Quant aux économies promises par les initiants, elles reposent sur des études américaines menées auprès de populations précaires. Le directeur de l’Office cantonal de la santé l’a dit en audition : la comparaison n’est ni pertinente ni possible. Le Conseil d’État, qui s’est prononcé en défaveur de l’initiative, estime que les économies ne compenseront pas le coût de l’initiative.

LA VRAIE URGENCE S’APPELLE IST

Pendant ce débat, les infections sexuellement transmissibles (IST) progressent et l’usage du préservatif recule chez les jeunes. En douze ans : +273 % de gonorrhées, +32 % de chlamydioses. Le préservatif reste le seul moyen qui protège à la fois des IST et des grossesses non désirées. C’est là qu’un franc public produit le plus d’effet.

Bonne nouvelle ! Cela avance déjà. Le 19 août, le Conseil d’État a répondu à une motion votée à l’unanimité du Grand Conseil par un programme ciblé de prévention : autotests VIH et préservatifs gratuits en pharmacie, dans les centres d’accueil sociaux et de santé et les lieux de dépistage, avec un accès facilité au dépistage. Ciblé, rapide, proportionné.
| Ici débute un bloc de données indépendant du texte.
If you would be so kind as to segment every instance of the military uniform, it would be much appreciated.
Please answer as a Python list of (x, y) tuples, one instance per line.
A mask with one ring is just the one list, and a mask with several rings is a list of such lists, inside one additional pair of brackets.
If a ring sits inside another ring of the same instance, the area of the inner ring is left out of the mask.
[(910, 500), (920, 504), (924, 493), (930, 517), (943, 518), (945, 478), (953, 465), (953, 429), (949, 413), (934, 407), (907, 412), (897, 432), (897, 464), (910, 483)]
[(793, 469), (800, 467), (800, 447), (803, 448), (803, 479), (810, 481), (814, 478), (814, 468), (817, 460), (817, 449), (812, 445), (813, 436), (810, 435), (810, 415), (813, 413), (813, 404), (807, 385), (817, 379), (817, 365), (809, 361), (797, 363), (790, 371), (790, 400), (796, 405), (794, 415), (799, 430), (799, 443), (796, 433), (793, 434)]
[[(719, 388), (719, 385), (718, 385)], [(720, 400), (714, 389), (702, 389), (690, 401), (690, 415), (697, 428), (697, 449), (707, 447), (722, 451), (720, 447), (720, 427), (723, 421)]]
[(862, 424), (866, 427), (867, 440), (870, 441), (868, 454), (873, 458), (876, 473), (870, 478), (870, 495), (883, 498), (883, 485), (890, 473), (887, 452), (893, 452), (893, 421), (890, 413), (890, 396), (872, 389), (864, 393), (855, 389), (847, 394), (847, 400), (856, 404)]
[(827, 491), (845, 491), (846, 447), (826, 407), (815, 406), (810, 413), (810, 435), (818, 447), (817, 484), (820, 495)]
Exactement ce que l’IN 198 n’est pas.

RENFORCER CE QUI FONCTIONNE

Le Groupe santé Genève et l’Unité de santé sexuelle et planning familial accompagnent déjà les publics les plus vulnérables. Donnons-leur des moyens plutôt que de diluer 20 millions sur l’ensemble de la population. Genève accueillera en 2027 la 14e Conférence de l’IAS sur la science du VIH. C’est l’occasion de présenter des mesures concrètes plutôt qu’un chèque en blanc.

Le 27 septembre, nous voterons NON à l’IN 198. Pas par indifférence, mais parce que nous voulons une politique de santé sexuelle qui aide vraiment celles et ceux qui en ont besoin.